Datnow’s lecture drew from her 30 years of experience conducting research on educational reform efforts, beginning with a collaborative study of Achievement via Individual Determination, a now well-known college preparatory program aimed at untracking students who show academic promise. This experience led Datnow to consider what it would take for all students, not just those in a special program, to have opportunities.

Amanda Datnow

Datnow reflected that, when we ask equity questions in studies of school reform, we are left with much work to do, as there are instances of deep-seated belief systems that undermine efforts to create more equitable education systems. Using the words of bell hooks, Datnow shared that she still feels a sense of hopefulness that school systems can be reinvented to support the talent and wellbeing of all young people. She asked, “As we begin to emerge from a global pandemic and schools attempt to engage in fundamental change, what might be the role of education researchers?”

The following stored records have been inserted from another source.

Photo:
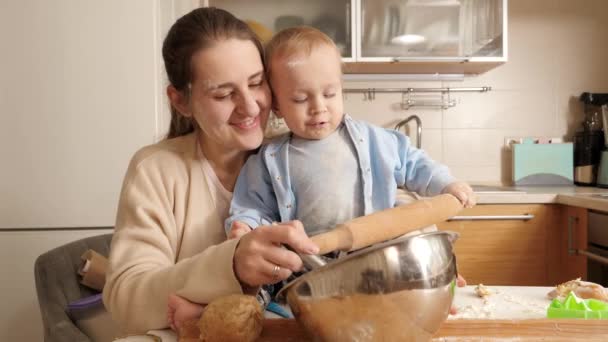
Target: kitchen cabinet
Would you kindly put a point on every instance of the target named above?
(20, 315)
(393, 36)
(511, 250)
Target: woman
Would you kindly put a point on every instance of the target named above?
(169, 236)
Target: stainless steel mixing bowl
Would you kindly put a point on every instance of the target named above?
(400, 290)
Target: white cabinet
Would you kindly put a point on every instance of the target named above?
(393, 36)
(20, 315)
(80, 92)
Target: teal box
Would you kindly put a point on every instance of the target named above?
(543, 164)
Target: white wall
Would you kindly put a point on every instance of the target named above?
(78, 96)
(557, 49)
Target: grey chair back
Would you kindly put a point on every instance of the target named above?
(58, 283)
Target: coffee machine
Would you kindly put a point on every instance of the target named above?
(589, 143)
(602, 173)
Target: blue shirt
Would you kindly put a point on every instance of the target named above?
(263, 193)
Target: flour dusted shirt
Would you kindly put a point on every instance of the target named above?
(264, 192)
(219, 195)
(325, 176)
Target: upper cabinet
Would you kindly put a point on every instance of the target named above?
(393, 36)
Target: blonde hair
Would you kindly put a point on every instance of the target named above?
(295, 41)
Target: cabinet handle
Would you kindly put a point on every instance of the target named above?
(431, 59)
(524, 217)
(575, 251)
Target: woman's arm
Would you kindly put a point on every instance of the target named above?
(161, 247)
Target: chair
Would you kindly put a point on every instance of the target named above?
(58, 283)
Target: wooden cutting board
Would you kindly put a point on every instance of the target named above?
(288, 330)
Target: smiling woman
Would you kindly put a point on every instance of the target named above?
(169, 235)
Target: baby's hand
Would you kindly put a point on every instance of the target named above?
(238, 229)
(463, 192)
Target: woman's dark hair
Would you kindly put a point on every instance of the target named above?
(191, 33)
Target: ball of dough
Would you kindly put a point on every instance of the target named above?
(233, 318)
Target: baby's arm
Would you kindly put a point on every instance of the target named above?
(417, 171)
(253, 202)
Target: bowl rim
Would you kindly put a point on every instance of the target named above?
(452, 237)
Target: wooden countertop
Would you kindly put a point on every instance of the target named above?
(585, 197)
(510, 312)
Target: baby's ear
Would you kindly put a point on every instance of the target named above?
(275, 110)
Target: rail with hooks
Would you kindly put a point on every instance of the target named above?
(408, 101)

Datnow said that research needs to support communities, not extract from them, by partnering more closely with practitioners, policymakers, and community members to address equity issues. Researchers must examine not only how and with whom they are doing this work, but also the theories and disciplines on which they draw.

“We must find ways to cross disciplinary boundaries and form bridges with scholars in other fields so that we can address equity issues in a more multifaceted way,” said Datnow.

All 2022 registrants continue to have access to these lectures on the AERA Annual Meeting platform. These two lectures will be available on the AERA website after the completion of post-production editing.